I used to associate peace with this unattainable, serene emotion. Peace was this blissful state of euphoria where a sort of union with some mystical reality would happen. I’ve never done any hallucinogenic drugs, but peace this way reminds me of a scene from Gaspar Noé’s film Enter the Void which takes you through a DMT trip. It can get depressing setting expectations so high for such an unreachable state of mind.
I’ve rewound that tape, erased it, and started running it from the start. Peace isn’t pleasant all the time. It can be pleasant and often is. However, I’ve learned that “pleasant” and peace aren’t the same thing. Monastics were often at peace and at the same time constantly wrestling with internal and external demons. Perfect bliss isn’t what peace means. If peace isn’t that what is it?

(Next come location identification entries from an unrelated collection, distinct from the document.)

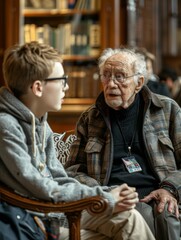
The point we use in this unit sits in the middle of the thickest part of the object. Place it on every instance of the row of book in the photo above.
(83, 81)
(63, 4)
(81, 38)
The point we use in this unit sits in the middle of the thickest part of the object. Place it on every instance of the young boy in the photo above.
(35, 85)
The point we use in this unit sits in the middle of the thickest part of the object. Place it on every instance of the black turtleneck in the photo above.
(126, 125)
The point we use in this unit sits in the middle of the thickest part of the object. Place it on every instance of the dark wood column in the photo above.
(9, 27)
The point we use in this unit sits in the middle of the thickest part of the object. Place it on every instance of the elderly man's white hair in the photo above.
(135, 59)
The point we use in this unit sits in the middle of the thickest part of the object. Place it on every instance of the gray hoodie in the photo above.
(27, 147)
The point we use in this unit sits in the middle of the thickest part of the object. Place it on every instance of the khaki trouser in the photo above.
(123, 226)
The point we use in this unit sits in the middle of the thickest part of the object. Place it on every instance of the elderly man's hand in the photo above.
(126, 198)
(163, 197)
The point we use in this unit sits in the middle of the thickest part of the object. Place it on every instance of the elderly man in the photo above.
(131, 135)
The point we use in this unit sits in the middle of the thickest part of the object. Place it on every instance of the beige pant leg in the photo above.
(123, 226)
(85, 235)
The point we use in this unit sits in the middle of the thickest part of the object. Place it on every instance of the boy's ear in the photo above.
(140, 84)
(37, 88)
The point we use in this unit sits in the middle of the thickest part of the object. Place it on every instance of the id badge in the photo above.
(131, 164)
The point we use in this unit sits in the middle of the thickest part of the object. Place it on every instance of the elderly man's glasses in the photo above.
(106, 77)
(63, 79)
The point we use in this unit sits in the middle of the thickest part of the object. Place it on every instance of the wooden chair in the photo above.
(94, 205)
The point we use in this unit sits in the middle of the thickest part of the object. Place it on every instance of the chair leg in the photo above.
(74, 225)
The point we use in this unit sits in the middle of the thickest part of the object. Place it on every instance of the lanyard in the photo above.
(129, 146)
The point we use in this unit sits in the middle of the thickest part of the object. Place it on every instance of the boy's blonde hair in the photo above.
(24, 64)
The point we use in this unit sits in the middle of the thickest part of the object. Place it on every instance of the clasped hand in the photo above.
(126, 198)
(163, 197)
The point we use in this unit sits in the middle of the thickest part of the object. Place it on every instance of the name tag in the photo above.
(131, 164)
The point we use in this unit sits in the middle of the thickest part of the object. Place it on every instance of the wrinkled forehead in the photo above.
(122, 62)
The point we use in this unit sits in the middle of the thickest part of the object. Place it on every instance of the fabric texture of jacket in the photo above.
(91, 155)
(26, 142)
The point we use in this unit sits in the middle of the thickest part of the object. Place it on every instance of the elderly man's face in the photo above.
(120, 81)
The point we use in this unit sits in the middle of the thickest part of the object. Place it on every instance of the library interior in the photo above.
(82, 29)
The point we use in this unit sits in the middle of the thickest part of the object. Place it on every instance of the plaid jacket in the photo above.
(91, 155)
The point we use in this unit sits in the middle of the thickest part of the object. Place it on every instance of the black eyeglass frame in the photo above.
(58, 78)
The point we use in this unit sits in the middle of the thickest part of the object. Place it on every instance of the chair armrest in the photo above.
(94, 205)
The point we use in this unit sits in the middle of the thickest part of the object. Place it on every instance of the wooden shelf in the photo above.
(79, 57)
(56, 12)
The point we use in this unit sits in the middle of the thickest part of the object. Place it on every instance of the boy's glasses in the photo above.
(64, 78)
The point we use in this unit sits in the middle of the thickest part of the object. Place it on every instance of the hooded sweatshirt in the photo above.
(28, 161)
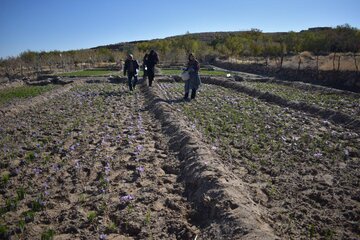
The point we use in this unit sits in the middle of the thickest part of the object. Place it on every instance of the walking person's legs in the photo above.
(187, 89)
(193, 93)
(129, 82)
(135, 82)
(150, 77)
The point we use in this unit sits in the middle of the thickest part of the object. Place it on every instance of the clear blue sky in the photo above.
(44, 25)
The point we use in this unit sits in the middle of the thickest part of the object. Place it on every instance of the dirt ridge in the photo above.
(217, 194)
(327, 114)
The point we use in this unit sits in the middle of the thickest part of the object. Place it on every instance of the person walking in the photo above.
(144, 66)
(194, 81)
(131, 68)
(153, 59)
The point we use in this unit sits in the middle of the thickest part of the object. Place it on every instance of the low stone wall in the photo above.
(344, 80)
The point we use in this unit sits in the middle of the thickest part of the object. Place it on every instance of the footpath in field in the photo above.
(302, 169)
(90, 164)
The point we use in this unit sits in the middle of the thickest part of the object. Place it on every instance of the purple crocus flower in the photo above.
(140, 169)
(107, 168)
(126, 198)
(37, 171)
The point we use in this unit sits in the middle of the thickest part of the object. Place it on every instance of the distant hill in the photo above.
(206, 37)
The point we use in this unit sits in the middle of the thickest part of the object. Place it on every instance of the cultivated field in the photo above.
(91, 160)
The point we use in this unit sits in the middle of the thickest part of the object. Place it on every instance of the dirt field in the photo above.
(95, 161)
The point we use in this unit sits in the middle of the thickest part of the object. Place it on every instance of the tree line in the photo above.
(253, 43)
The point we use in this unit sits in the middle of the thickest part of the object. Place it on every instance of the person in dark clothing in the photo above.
(194, 82)
(145, 59)
(153, 59)
(131, 68)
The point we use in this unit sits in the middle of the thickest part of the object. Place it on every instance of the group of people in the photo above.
(131, 69)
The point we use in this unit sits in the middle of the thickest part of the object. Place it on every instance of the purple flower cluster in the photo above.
(37, 171)
(126, 198)
(140, 169)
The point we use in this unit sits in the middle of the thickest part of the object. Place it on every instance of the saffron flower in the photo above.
(126, 198)
(140, 169)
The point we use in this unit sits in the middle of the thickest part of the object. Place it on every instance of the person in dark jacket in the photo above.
(144, 66)
(194, 82)
(153, 59)
(131, 68)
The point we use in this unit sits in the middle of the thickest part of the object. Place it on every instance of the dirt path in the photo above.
(302, 169)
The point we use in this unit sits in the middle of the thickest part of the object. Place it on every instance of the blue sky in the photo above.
(44, 25)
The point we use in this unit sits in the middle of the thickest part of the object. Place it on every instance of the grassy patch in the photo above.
(334, 101)
(7, 95)
(91, 73)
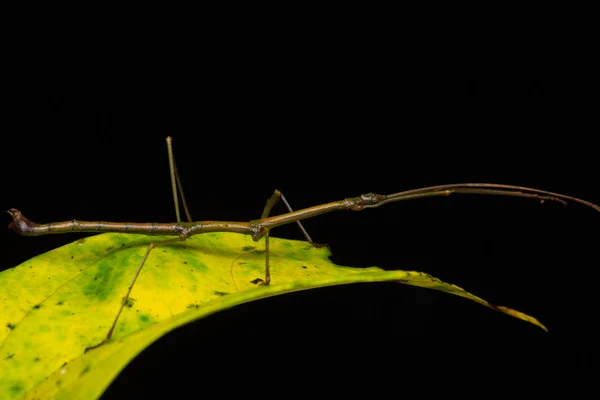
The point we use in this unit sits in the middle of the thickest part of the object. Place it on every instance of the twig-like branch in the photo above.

Peace is simply understanding and accepting one’s actual place in the world. I can’t be held to the illusion that I will be of a different state of mind than the world in which I live, move, and have my being. I am part of the world itself. The truth is I am caught in the constant push and pull of causes and effects over which I will never be able to exert any control. Peace isn’t the fairytale that I will escape the world as it is.
Peace is simpler than this and that is exactly why it’s more difficult to attain. Peace isn’t an escape plan for when I feel burdened, lost, depressed, angry, lonely, scared, abandoned, or any host of nasty emotions. Peace is the exact opposite of an escape plan. Peace is accepting the world as it is and admitting what I can’t change it to make me feel better. I can make small changes, but most of those changes happen inside of me. I have to sit with pain until it has taught me what I need to know. Peace is letting my emotions come and go rather than stiffening up and resisting them.
Why is this such a fearful prospect? Peace requires a fundamental change in who I am. It begins with honesty and the willingness to probe the deepest regions of my fears and emotions. For me to have peace I need to find acceptance of who I am right now and not as I think I should be. Only that level of honesty will free me from all the feelings and delusions I have of myself that block my ability to sit with and through the most painful parts of myself.
Finding peace is me being honest enough with myself that I can be grateful for who I am when things seem to fall apart. Peace is only as difficult as I choose to resist having it. Seems like trading reality for false misery is a good deal don’t you think?